— Ты что это выдумал?! Брось палку!
Но Дагобер почесал шею, задумчиво поглядывая на гномов, которые невольно сделали несколько шагов назад, обнаружив, что долговязый эльф сдаваться так просто не собирается, и пинков ему без потерь не навешаешь.
— Я смотрю, это те самые добрые гномы, — сказал принц, похлопывая меня по плечу, — которые всегда помогут чужаку, попавшему в беду?
— Не ёрничай! — озлилась я, сбросила с плеча его руку и снова вступила в переговоры: — Не будем ссориться, братья! Покажем эльфам, что мы не варвары! Дайте нам пройти, мы всего лишь переночуем и завтра покинем вашу деревню.
Но из-за домов выдвинулись еще гномов восемь, и все — с дубинками и камнями, а у одного даже был лук, только он никак не мог бросить стрелу на тетиву — руки дрожали.
Я вскинула руки, застонав:
— Милосердная богиня!

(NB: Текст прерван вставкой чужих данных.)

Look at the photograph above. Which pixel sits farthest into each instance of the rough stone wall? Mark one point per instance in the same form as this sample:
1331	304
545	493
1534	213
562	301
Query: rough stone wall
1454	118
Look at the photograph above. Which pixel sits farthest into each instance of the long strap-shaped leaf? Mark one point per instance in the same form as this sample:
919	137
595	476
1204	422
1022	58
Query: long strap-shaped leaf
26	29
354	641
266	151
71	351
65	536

Да вы все с ума посходили! Лук-то зачем?!
— Стрелять в тебя, наверное, — сказал Дагобер, которого эта ситуация ничуть не привела в отчаяние, а наоборот — добавила молодого задора. — Или в меня.
— Они не будут стрелять! — заверещала я, бегая между эльфом и гномами, и не зная, от кого будет больше урона.

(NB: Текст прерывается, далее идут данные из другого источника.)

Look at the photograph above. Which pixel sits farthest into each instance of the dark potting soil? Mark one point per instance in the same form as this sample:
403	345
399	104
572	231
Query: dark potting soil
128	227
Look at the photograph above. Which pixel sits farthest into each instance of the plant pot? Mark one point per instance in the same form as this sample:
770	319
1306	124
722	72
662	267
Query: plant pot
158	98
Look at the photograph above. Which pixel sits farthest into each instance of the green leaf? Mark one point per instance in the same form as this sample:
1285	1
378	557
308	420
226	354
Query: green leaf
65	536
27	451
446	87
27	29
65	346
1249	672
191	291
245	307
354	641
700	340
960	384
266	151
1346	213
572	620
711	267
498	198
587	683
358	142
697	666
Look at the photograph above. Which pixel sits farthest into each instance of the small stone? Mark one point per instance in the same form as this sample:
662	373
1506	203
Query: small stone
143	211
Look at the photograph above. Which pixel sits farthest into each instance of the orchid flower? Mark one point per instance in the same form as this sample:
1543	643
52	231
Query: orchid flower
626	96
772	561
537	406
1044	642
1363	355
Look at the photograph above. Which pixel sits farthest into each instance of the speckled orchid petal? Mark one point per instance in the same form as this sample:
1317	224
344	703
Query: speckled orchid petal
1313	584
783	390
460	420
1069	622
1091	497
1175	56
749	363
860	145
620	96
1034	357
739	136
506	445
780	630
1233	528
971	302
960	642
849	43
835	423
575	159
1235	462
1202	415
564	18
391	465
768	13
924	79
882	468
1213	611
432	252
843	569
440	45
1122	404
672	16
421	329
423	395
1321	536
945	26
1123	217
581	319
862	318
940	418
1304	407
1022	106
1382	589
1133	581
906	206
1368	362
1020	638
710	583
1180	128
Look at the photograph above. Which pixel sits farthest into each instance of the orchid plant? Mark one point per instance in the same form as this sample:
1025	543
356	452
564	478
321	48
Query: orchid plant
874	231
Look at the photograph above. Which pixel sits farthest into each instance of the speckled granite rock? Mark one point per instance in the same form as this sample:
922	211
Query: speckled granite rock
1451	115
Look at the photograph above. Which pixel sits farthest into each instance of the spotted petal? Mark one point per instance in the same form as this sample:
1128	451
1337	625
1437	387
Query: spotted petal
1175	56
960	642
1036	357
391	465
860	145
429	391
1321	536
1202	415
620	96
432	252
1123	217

— Почему? — нарочито удивился эльф. — Явно собираются. Пусть попробуют.
Похоже, толку от моей беготни было — чуть.
— Вы же не будете стрелять в нас, — я снова повернулась к гномам. — Я же ваш сородич!
— Ты пришел с эльфом! — крикнул кто-то из толпы.
— Он не плохой, — попыталась я объяснить, обращаясь к гномам. — Он меня спас. Эльфийские ведьмы привязали меня на болоте, а он развязал. А потом тащил на себе, потому что я хромаю…
— Мы тебя не знаем! Ты предатель! — послышалось сразу несколько голосов, и остальные гномы загудели, поддерживая кричавших, а я в отчаянье закусила костяшки пальцев.
Гномы угрожающе надвинулись, и Дагобер поднял штакетину, готовясь обороняться.
— Лучше бы тебе спрятаться за меня или за своих добрых сородичей, — посоветовал он. — Иначе прилетит.
И вдруг я поняла, что все выжидают — чью сторону я приму.
Эльф или гномы.
Сородичи или чужак.
20
Не знаю, как бы я поступила, но помощь пришла совершенно неожиданно.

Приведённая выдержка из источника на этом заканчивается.